Fuera empezaba a oscurecer y en la cocina se hizo el silencio. El agua hervía en el fuego. Jessica miró por la ventana y vio acercarse a los paseantes por el jardín. Tim tenía los labios tan apretados que su boca se había convertido en una línea recta. Leon hablaba y gesticulaba.
«Esos dos tienen un problema», pensó Jessica, sorprendida y algo inquieta. Qué extraño. En aquel grupo nunca había problemas. Eso era lo que lo hacía tan especial: que nunca había nada que los alterase o sacase de la normalidad.
Ricarda no se dejó ver durante la cena. Alexander ni siquiera pudo hablar con ella porque no logró encontrarla, ni en su habitación ni en el resto de la casa, así que se sentó a la mesa con cara de pocos amigos, mientras Patricia se dedicaba a bombardearlo con sus agotadoras observaciones.
—No entiendo cómo se lo permites. ¡Sólo tiene quince años! Es una edad muy difícil y quizá esté viéndose con algún chico. ¿Acaso quieres que te haga abuelo tan pronto?
—¡Por Dios, Patricia! —exclamó Alexander, harto, y se pasó la mano por la cara—. Todavía no hemos llegado a ese extremo.

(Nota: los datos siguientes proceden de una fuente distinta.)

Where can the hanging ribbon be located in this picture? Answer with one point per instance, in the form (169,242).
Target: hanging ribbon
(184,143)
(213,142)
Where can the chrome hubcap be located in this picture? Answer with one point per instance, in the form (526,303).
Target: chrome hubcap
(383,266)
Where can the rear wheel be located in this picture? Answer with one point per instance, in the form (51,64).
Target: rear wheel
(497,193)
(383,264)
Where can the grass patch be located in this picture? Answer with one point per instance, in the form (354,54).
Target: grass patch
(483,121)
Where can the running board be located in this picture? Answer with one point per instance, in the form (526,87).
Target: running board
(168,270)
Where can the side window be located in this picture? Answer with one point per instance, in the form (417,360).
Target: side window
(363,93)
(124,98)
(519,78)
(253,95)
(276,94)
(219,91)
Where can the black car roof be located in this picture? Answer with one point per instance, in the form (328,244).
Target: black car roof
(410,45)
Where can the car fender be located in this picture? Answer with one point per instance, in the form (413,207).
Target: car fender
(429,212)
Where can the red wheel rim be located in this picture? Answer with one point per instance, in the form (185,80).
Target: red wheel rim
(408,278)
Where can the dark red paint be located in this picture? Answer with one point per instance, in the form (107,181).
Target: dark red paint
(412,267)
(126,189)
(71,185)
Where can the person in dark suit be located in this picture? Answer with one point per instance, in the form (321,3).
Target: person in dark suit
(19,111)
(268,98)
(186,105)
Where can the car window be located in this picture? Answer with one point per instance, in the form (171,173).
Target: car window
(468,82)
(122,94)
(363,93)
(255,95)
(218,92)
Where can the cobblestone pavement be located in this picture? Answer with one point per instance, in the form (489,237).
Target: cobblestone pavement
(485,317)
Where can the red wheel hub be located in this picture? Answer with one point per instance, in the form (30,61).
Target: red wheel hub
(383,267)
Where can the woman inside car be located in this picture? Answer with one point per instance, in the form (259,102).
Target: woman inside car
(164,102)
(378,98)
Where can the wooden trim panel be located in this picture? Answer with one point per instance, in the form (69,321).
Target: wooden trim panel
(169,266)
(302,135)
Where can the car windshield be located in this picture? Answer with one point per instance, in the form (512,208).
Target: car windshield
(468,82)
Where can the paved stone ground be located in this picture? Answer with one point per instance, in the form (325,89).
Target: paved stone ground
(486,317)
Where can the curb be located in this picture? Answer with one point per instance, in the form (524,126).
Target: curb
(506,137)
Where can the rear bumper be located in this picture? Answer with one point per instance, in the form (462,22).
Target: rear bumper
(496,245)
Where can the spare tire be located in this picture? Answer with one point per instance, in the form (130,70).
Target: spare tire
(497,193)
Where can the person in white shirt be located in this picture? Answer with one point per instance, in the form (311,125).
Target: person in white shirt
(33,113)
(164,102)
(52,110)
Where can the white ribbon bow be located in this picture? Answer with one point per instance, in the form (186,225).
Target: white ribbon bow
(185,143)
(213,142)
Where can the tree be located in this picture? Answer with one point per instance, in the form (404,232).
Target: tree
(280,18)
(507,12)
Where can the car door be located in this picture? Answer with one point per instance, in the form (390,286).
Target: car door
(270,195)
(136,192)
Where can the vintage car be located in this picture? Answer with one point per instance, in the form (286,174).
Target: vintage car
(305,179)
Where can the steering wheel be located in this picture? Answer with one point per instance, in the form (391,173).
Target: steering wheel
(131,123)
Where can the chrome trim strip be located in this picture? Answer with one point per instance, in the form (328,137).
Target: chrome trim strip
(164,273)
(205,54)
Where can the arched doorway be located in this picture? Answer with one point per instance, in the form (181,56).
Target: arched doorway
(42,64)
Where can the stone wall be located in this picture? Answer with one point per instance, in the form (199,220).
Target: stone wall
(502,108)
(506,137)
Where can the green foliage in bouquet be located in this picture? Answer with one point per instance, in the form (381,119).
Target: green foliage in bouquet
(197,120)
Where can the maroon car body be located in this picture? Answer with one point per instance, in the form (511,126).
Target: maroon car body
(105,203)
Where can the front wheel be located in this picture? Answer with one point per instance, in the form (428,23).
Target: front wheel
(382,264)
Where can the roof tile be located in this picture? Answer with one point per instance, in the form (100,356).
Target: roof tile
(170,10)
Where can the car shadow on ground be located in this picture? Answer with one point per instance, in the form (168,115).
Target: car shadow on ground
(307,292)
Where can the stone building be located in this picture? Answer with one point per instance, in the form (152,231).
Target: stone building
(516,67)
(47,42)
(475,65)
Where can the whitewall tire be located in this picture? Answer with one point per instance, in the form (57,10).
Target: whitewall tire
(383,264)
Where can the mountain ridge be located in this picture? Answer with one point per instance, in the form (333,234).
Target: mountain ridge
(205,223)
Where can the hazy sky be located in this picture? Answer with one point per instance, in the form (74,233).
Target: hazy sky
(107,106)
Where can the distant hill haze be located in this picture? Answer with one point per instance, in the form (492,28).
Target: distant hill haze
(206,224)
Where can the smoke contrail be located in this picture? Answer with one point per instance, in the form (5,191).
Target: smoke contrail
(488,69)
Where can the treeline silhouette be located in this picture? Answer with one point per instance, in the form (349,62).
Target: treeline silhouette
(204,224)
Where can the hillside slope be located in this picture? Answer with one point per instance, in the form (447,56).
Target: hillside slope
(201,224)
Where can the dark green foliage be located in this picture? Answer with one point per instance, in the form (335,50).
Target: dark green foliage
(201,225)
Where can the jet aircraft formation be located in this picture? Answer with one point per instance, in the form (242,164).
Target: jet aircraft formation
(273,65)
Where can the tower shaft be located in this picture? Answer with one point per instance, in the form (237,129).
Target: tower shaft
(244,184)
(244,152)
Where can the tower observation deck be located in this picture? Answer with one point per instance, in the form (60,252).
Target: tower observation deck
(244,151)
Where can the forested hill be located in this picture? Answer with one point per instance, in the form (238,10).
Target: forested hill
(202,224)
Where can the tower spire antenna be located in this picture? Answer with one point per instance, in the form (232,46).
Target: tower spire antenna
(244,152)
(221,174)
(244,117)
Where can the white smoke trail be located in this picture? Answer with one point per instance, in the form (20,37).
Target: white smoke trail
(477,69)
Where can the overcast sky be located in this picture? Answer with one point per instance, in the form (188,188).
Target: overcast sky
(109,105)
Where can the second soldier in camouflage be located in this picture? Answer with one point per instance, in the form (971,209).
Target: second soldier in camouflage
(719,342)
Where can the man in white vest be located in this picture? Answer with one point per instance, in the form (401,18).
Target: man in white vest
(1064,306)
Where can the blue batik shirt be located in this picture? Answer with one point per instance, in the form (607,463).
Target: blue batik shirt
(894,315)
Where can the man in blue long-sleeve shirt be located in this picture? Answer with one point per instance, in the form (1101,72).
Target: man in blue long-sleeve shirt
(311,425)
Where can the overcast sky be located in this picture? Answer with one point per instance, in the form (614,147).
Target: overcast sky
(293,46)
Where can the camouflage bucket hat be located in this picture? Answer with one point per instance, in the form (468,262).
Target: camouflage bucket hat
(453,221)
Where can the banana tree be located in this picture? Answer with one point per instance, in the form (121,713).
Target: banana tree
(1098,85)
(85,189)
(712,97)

—¿Ah, no? ¿Y cómo lo sabes? ¡Si ni siquiera sabes dónde está! Y no es que tengas mucha influencia sobre ella, que digamos. Al fin y al cabo, estás separado. Ya sabes que nunca me gustó demasiado el modo en que Elena educaba a vuestra hija. Le dio demasiada libertad. Claro, atarla corto habría significado tener que ocuparse más de ella, y eso habría sido demasiado para la señora. Cuando pienso en el tiempo que paso yo ocupándome de Diane y Sophie… pero no, ¡eso habría sido excesivo para Elena!
Jessica siempre se asombraba de la dureza y la falta de tacto con que todo el grupo solía hablar de la ex mujer de Alexander. A fin de cuentas había pasado muchos años con ellos, compartido muchas vacaciones en Stanbury, convivido, charlado y reído con todos en multitud de ocasiones. Quizá incluso les había abierto su corazón. Pero desde su separación parecía haberse convertido en una extraña. Decidió intervenir en la conversación porque Alexander parecía haberse quedado indefenso ante la ráfaga de recriminaciones de Patricia.
—No hace falta pensar siempre lo peor —dijo—. Es muy normal que una niña de la edad de Ricarda necesite alejarse un poco de la familia y seguir su propio camino. Yo también lo hice, a su edad.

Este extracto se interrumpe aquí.